Von den „Dissidenten“ zu den „Konfessionsfreien“. Eine kurze Geschichte der Konfessionslosigkeit in Deutschland.
Dr. Horst Groschopp (Direktor der Humanistischen Akademie und Präsident des Humanistischen Verbandes) zog einen weiten Bogen, um aus nicht-religiöser Perspektive das „Subjekt“ der Betrachtung historisch abzuleiten. 1919, als die „Kirchenartikel“ in die Weimarer Reichsverfassung aufgenommen wurden, war die Zahl der „Konfessionsfreien“ noch marginal, heute sind sie ein gutes Drittel der Bevölkerung. Woher kommen die „Konfessionsfreien“?
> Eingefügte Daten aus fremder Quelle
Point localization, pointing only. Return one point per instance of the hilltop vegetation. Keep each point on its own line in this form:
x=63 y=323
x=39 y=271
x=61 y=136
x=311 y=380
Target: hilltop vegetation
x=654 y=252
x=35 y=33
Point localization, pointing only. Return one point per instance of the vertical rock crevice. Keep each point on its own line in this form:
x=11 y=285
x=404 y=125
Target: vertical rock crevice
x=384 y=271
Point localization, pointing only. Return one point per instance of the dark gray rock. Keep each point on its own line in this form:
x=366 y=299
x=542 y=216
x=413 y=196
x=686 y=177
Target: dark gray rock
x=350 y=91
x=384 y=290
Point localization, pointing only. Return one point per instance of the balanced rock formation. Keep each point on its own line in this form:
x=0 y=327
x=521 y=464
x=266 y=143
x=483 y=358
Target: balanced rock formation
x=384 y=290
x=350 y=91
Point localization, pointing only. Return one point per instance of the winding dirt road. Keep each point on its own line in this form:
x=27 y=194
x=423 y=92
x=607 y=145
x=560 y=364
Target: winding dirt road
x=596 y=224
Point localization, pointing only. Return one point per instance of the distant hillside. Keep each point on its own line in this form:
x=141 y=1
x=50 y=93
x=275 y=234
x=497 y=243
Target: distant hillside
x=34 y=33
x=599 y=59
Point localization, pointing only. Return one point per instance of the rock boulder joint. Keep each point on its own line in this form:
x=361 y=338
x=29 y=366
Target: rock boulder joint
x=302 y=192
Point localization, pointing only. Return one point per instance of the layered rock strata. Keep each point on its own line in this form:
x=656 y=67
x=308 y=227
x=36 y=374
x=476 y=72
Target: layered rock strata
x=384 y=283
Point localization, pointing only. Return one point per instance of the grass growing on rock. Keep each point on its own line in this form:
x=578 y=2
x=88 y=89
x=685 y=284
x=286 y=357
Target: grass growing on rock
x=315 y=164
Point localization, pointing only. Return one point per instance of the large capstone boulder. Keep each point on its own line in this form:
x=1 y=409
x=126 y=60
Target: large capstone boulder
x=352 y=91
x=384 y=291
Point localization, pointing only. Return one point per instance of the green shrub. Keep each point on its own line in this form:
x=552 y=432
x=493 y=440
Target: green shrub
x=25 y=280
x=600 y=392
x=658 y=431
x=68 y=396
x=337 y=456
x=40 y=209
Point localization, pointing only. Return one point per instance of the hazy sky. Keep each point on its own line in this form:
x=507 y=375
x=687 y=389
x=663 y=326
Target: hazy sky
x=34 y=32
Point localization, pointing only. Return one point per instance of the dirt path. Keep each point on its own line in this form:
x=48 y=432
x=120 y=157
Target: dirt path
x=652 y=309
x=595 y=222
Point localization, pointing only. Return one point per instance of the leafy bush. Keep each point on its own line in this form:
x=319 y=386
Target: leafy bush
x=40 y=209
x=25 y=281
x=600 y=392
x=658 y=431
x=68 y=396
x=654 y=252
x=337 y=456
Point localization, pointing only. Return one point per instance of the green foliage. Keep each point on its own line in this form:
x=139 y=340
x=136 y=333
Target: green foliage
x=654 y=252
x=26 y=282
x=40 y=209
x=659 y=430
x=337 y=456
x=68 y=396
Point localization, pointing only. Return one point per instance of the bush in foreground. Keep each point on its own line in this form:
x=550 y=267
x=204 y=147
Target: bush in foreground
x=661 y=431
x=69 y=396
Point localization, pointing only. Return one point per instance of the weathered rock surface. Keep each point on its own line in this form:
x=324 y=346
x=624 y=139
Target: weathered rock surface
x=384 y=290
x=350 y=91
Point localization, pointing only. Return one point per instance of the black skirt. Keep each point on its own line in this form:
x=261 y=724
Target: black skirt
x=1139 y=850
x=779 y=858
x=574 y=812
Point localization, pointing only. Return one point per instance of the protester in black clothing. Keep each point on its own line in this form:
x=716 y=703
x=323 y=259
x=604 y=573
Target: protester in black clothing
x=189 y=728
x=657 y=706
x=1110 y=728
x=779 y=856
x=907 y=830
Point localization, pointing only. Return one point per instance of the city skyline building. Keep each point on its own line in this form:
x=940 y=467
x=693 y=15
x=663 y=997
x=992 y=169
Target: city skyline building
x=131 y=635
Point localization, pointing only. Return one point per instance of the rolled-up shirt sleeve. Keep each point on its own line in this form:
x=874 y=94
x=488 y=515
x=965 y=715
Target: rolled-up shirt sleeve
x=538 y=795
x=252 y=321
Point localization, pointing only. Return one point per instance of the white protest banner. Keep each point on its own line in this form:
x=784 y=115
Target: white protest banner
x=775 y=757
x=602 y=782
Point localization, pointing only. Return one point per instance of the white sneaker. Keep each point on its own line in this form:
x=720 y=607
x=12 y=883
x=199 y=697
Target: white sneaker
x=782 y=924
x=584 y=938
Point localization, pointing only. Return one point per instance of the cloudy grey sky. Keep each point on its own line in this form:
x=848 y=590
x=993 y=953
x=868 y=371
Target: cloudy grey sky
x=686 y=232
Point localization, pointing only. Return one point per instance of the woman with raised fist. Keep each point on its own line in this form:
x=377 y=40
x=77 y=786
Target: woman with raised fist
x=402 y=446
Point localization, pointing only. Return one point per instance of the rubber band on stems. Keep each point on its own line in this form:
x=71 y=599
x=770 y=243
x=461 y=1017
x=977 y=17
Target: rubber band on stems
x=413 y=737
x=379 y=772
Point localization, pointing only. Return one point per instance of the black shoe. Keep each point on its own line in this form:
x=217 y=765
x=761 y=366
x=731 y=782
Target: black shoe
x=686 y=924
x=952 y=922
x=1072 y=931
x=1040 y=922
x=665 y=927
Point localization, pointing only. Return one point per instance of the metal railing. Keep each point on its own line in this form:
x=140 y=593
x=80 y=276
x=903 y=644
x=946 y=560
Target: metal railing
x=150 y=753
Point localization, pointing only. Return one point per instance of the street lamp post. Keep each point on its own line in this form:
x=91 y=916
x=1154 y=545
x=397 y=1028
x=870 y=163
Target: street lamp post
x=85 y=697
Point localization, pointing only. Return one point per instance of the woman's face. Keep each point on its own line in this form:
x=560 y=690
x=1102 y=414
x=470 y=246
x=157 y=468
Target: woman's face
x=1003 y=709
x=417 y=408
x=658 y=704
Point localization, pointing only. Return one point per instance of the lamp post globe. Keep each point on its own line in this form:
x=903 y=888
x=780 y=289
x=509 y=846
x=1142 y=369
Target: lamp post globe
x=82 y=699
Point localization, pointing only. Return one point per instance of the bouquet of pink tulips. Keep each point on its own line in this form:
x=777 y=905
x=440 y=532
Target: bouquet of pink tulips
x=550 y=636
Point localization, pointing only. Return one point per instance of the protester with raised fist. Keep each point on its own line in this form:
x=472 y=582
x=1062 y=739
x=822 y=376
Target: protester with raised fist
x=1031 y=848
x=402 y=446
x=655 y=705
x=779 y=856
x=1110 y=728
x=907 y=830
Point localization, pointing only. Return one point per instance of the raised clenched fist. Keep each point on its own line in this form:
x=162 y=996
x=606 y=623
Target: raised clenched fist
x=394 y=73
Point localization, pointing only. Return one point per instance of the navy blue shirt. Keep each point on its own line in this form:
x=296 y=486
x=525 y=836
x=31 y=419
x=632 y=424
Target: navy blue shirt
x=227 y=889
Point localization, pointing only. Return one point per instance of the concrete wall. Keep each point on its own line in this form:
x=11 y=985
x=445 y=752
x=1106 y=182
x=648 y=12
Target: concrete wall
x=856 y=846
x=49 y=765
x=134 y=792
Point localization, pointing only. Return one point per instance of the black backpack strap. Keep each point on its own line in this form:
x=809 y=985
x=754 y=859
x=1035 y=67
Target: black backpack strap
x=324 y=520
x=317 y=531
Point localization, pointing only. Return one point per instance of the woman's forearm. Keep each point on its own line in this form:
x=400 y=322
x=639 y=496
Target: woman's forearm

Im 16. Jahrhundert, nach der Reformation wurde der Begriff der „Dissidenten“ eingeführt. Gemeint waren damit alle Christen, die sich (in England) den Glaubensartikeln widersetzten. Auch in der Folgezeit, z.B. im Frieden von Warschau 1716 („pax dissidentium“) wurden damit alle Nichtkatholiken (Lutheraner, Reformierte, Griechen, Armenier) bezeichnet, dann, weiter gefasst, alle tolerierten Religionsgemeinschaften außerhalb der amtskirchlichen Konfessionalität, d.h. christliche Sondergruppen wie die evangelischen Freikirchen. Nach 1840 bilden sich die „Freireligiösen“, die sich aus der religiösen Bindung zu Freidenkern entwickeln. Nach 1860 sind es dann die Gruppen, die, nach dem Motto „Frei in der Religion – Frei von der Religion“, ein eigenes nicht-kirchliches Brauchtum entwickeln wie die „Jugendweihe“. Nach einer ‚Proletarisierung’ des Freidenkertums in der Arbeiterbewegung waren die Freidenker in der NS-Zeit verboten, der Begriff des „Dissidenten“ wurde abgeschafft und stattdessen der Begriff des völkisch „Gottgläubige“ etabliert. In der Bundesrepublik hatte sich dann für die Nicht-Kirchenmitglieder zuerst die Bezeichnung der „Konfessionslosen“ eingebürgert, da aber die Muslime ja ebenfalls im formalen Sinn „konfessionslos“ sind, wird seit einigen Jahren eher der Begriff der „Religionsfreien“ verwendet, um die „Bunte Vielheit“ der Religionslosen zu benennen. Religionslosigkeit wird dabei als Weltanschauung verstanden, die keinen Bezug auf transzendentale Kräfte formuliert.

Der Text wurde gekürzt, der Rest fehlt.